MIDF Sector Research

Telekom Malaysia Berhad - Downward Pressure on Unifi ARPU to Persist

sectoranalyst
Publish date: Thu, 30 Aug 2018, 09:56 AM

INVESTMENT HIGHLIGHTS

  • 2QFY18 normalised earnings down by -25.1%yoy mainly due to lower contribution from voice and data services
  • Consequently, 1HFY18 normalised earnings reduced to RM261.1m, in-line with our expectation
  • Availability of unifi 30Mbps basic plan to all segments of the market exerts downward pressure on unifi ARPU
  • Downgrade to SELL with an unchanged target price of RM3.02 base on DDM valuation methodology .

Subdued 2QFY18 normalised earnings. Telekom Malaysia Bhd’s (TM) 2QFY18 normalised earnings came in at RM155.8m. This translates into a decrease of -25.1%yoy as compared to 2QFY17. The reduction in normalised earnings was mainly led by decline in voice and data services (Refer to Appendix). In addition, higher provision for bad debt and higher directs costs also led to lower profit margin of 5.3% from 7.0% achieved in 2QFY17.

1HFY18 normalised earnings came in expected. The weaker 2QFY18 financial performance led to lower 1HFY18 normalised earnings of RM261.1m (-40.4%yoy). All in, TM’s 1HFY18 financial performance came in within ours but fell below consensus’ expectations, accounting for 52.1% and 40.2% of full year FY18 earnings estimates respectively.

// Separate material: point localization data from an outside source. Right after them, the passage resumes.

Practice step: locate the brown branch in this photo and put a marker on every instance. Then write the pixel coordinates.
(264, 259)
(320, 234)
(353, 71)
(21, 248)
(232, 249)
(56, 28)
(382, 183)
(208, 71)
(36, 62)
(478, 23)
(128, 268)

Broadband. As at 2QFY18, the total broadband customer base dwindled by -2.4%yoy and -0.2%qoq to 2,302k customers. This was mainly caused by -19.7%yoy reductions in broadband (Streamyx) customer base to 1,085k customers. Fortunately, unifi customer base expanded to 1,217k customers (+20.9%yoy) as more customers are moving up the value chain with convergence. At present, the convergence/TM households are at 47%. Meanwhile, unifi ARPU trended lower to RM191/mth from RM200/mth as at 2QFY17.

Capital expenditure (capex). TM eased its 1HFY18 capex to RM710m (-7.1%yoy) as the group is more selective on critical projects. This led to lower capex-to-revenue ratio of 12.3% as compared to 15.1% recorded in 1HFY17. Breakdown on 1HFY18 capex includes core network (18%), access (59%) and support systems (23%). We view that the lower capital spending helps to maintain the group’s cash balance. Note that 2QFY18 cash and bank balances stands at RM1,605.7m, a slight increase of +3.3%yoy (vs 2QFY17: RM1,554.5m).

Target price. We are maintaining our target price of RM3.02. This based on Dividend Discount Model valuation methodology.

Downgrade to SELL. The increasing regulatory and competitive pressures have negatively impacted all the group’s business segments. We foresee these pressures to persist in the immediate term. Our main concern lies with unifi, the group’s largest revenue contributor. We view that the availability of unifi 30Mbps basic plan to all segments of the market could lead to TM’s unifi customers downgrading their respective broadband packages should the monthly usage does not exceed 60GB. This would put downward pressure on unifi ARPU. Note that the unifi 30MBps basic plan is available at RM79/mth while unifi lite plan 10Mbps starts from RM129/mth. Meanwhile, we are concerned on the group’s ability to manage its operating expenses efficiently. Its total cost as a percentage of revenue has increase steadily beyond 90%. Due to the earnings pressure and the group’s capex commitment for long-term growth, we expect its dividend payment to decline as well. At this juncture, we view that dividend yield to hover around three percent only. All factors considered, we are downgrading our call recommendation to SELL from NEUTRAL previously.